*This article originally appeared on Dr. Kristen Mitteness’ website. We are republishing it here with permission.
When we picture “a strong core,” we often visualize six pack abs. Unfortunately, being able to see someone’s rectus abdominis (the muscle that people refer to as the “six pack”) says very little about their overall core strength.
Moreover, having an overdeveloped rectus abdominis can lead to muscular imbalance and increase the risk of low back pain or injury. Most of us already sit for long periods of time, with our core flexed forward. If the only core strengthening we do is sit-ups, we can make the problem (being in a forward- leaning position all day) worse by repeatedly leaning forward to do sit-ups.
Beyond the rectus abdominis
Your core is so much more than your rectus abdominis. We have three more layers of very important muscles: the external abdominal oblique, the internal abdominal oblique and the transversus abdominis. And that's just on the front!
On the back, we have the erector spinae, the quadratus lumborum and the psoas major and minor. Our diaphragm sits on the roof of our core and our pelvic muscles create a basement. Plus, we have our vertebrae, joints, ligaments and fascia. There's a lot to think about when it comes to the core!

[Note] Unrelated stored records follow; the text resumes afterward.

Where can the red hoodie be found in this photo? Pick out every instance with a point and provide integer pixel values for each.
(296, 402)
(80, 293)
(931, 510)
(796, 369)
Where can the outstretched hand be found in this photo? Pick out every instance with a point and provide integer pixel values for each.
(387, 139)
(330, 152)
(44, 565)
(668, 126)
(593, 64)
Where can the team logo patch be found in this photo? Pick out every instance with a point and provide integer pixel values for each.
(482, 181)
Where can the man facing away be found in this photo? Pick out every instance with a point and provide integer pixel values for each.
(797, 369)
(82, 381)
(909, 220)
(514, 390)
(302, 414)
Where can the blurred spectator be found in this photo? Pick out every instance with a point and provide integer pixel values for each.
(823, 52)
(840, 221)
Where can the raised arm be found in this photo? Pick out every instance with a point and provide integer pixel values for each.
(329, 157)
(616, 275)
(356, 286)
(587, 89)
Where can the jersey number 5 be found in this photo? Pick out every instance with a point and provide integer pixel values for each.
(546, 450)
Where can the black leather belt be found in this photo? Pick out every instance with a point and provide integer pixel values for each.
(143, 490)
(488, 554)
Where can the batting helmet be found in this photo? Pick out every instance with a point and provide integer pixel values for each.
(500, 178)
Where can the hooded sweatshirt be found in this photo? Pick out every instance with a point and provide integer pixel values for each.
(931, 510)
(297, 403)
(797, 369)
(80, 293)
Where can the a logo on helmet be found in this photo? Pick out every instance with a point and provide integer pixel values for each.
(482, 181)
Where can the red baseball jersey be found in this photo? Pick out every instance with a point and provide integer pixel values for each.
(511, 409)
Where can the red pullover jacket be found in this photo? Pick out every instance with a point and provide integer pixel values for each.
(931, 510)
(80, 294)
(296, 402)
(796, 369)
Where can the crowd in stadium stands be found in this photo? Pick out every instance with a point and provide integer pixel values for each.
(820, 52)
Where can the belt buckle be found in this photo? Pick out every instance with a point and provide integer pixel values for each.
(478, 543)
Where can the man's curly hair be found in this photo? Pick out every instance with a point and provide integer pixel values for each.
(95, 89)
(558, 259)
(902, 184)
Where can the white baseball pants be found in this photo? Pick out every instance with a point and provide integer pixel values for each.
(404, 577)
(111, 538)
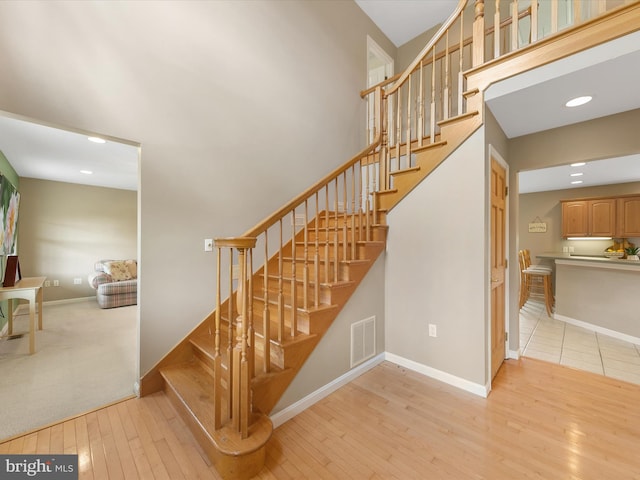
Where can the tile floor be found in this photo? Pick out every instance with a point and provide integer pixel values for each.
(547, 339)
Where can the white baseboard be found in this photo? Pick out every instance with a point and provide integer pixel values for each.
(475, 388)
(301, 405)
(598, 329)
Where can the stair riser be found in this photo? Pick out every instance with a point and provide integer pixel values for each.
(360, 234)
(331, 251)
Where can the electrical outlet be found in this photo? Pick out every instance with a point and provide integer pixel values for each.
(433, 332)
(299, 219)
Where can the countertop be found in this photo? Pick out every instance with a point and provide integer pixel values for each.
(603, 261)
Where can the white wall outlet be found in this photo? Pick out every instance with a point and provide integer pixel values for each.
(433, 332)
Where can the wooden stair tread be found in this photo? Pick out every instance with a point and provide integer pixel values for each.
(191, 385)
(405, 171)
(427, 146)
(458, 118)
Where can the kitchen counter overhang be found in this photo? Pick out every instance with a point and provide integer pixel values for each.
(602, 294)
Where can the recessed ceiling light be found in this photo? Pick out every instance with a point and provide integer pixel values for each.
(576, 102)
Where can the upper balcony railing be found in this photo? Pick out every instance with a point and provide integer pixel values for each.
(432, 89)
(337, 212)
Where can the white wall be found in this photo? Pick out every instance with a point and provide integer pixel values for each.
(238, 107)
(436, 268)
(64, 228)
(331, 357)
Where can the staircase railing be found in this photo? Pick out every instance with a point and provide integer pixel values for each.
(331, 217)
(431, 90)
(295, 251)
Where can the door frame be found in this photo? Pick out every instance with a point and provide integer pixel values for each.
(493, 153)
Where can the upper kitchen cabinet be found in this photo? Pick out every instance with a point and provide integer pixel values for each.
(628, 217)
(589, 218)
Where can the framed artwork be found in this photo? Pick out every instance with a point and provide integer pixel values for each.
(9, 203)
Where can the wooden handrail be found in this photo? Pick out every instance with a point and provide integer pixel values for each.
(425, 51)
(279, 214)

Ultimately, a healthy core needs two main things: strength and mobility. This is what makes it functional. A functional core will keep you upright and maintain proper posture, support you safely through your daily movements and protect your organs. It also allows you to breathe, sneeze, cough, poop and pee. In addition, your risk of herniation (both disc and organ) will also decrease with a healthy core.

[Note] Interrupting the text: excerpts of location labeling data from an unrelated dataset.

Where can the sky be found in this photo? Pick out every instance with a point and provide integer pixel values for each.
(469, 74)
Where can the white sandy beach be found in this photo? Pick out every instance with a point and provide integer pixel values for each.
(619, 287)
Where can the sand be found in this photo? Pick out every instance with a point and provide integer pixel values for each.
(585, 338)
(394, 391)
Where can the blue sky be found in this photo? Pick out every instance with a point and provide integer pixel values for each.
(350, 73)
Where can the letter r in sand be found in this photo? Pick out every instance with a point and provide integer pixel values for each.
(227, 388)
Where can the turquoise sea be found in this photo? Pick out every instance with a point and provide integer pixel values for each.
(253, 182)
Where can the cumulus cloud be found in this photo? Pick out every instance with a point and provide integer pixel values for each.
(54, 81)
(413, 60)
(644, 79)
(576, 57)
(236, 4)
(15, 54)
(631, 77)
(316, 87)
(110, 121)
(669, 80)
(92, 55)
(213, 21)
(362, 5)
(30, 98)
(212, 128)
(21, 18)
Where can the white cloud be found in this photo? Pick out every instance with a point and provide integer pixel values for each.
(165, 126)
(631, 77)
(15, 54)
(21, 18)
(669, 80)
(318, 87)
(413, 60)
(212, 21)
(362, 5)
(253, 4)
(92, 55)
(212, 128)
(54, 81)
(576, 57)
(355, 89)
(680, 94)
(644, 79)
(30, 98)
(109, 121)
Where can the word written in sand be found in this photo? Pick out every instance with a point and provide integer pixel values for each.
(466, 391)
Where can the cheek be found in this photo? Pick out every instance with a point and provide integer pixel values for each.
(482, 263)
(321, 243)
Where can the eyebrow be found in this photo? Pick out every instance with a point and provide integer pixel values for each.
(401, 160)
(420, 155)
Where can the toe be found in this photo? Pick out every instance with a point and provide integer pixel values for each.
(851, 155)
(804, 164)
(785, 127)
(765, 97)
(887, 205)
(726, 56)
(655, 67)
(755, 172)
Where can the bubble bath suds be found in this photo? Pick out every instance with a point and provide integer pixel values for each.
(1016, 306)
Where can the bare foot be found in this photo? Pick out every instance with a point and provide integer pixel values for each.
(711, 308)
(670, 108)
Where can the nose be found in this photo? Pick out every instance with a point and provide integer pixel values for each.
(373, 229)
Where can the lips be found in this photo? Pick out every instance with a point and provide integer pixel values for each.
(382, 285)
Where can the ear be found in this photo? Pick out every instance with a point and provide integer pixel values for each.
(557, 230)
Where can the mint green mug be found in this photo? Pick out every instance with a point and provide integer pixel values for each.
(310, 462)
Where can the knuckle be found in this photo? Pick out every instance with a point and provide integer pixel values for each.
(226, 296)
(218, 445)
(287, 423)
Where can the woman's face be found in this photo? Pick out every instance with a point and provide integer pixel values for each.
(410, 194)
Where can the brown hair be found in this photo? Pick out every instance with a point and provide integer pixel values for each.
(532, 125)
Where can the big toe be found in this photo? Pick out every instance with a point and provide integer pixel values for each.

Better exercises for your core
Let’s start with mobility. You should be able to do the following with no pain, discomfort or restriction:
- Touch your toes
- Lean back
- Lean to your right and left
- Rotate to your right and left
- Cat and Cow
- Get off the ground without using your hands
Once you can do all of the above (If you need help, watch the video above), we can start to work on functional strength. I've broken my favorites exercises down into the follow categories:
Beginner movements (watch the video above):
- Back extensions
- Plank – 1 minute
- Side plank – 1 minute each side
- Abdominal breathing
- Standing rotation with weight
- Side bends with weight
- Plank rotations
- Plank while alternative knee to elbow
- Inch worms
- Kettlebell windmill
- Jefferson curls
- Single arm kettlebell swings
- Single leg deadlifts
Motion is lotion
In addition to the above movement progressions, generally moving more than you are sedentary is a great way to keep the core healthy. Your spine is surrounded by cerebral spinal fluid and most of your joints have synovial fluid. When you move, your joints can be lubricated and your blood pumps more efficiently. Motion is lotion. When your muscles and joints move, they will feel and function better.
Low back pain is the leading cause of disability worldwide. Being able to do the above movements is one of the best ways to treat or prevent current or future low back pain.

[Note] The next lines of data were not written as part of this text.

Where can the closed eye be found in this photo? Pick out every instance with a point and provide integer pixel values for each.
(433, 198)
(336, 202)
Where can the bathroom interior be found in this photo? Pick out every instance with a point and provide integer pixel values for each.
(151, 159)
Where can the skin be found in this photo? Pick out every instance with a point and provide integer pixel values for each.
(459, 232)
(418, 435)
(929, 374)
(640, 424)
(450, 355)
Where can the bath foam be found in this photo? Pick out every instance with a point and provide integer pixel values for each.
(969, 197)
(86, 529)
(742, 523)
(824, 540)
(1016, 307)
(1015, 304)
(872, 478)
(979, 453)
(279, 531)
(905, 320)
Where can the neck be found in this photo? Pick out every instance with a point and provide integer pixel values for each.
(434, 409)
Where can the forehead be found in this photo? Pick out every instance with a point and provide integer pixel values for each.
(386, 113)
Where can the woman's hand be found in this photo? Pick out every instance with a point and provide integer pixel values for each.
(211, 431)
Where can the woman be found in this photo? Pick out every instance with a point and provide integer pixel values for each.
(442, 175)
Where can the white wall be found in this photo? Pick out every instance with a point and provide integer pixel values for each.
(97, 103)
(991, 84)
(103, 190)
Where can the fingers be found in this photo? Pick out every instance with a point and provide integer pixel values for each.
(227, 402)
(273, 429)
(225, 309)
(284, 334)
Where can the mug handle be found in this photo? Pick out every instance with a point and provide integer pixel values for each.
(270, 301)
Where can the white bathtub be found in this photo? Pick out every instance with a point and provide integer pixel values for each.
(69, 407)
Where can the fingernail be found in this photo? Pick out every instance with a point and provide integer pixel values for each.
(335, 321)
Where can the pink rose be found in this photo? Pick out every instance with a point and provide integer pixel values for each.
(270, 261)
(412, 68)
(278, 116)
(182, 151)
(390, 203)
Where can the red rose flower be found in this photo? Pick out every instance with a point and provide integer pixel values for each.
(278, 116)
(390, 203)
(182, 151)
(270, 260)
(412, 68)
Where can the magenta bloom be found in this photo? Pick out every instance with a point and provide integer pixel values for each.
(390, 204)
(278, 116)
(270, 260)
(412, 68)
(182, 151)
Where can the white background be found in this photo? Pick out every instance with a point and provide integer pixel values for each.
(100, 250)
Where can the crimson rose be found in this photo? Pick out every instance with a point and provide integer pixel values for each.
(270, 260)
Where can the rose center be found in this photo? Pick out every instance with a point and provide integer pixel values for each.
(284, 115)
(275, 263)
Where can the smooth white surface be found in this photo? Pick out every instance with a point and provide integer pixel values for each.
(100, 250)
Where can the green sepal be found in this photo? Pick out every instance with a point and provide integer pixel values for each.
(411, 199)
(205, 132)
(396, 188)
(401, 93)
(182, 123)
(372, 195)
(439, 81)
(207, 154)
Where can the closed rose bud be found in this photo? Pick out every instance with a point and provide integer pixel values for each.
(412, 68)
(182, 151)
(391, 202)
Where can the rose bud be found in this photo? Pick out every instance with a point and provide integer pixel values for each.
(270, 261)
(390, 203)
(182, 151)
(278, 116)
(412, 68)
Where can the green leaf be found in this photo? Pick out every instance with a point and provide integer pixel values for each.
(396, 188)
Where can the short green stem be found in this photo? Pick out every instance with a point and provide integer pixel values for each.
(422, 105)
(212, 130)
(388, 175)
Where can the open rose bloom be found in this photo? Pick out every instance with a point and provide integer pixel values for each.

Will doing these movements lead you to your “six pack”? Yes, but not in the way you might want it to. We all have a rectus abominis and many other core muscles that will be sufficiently developed through the above movements. You just might not see it.
Our abdomen has a layer of fat on it to further protect our organs and provide calories in case we ever find ourselves without food. Your best bet to chasing the elusive “six pack” is to clean up your diet which will decrease unnecessary fat storage and will allow you to burn the access. You can’t out-exercise a poor diet, so this part of the equation must happen in the kitchen.
Just remember a functional core is much, much different (and more important) than a visible rectus abdominis muscle.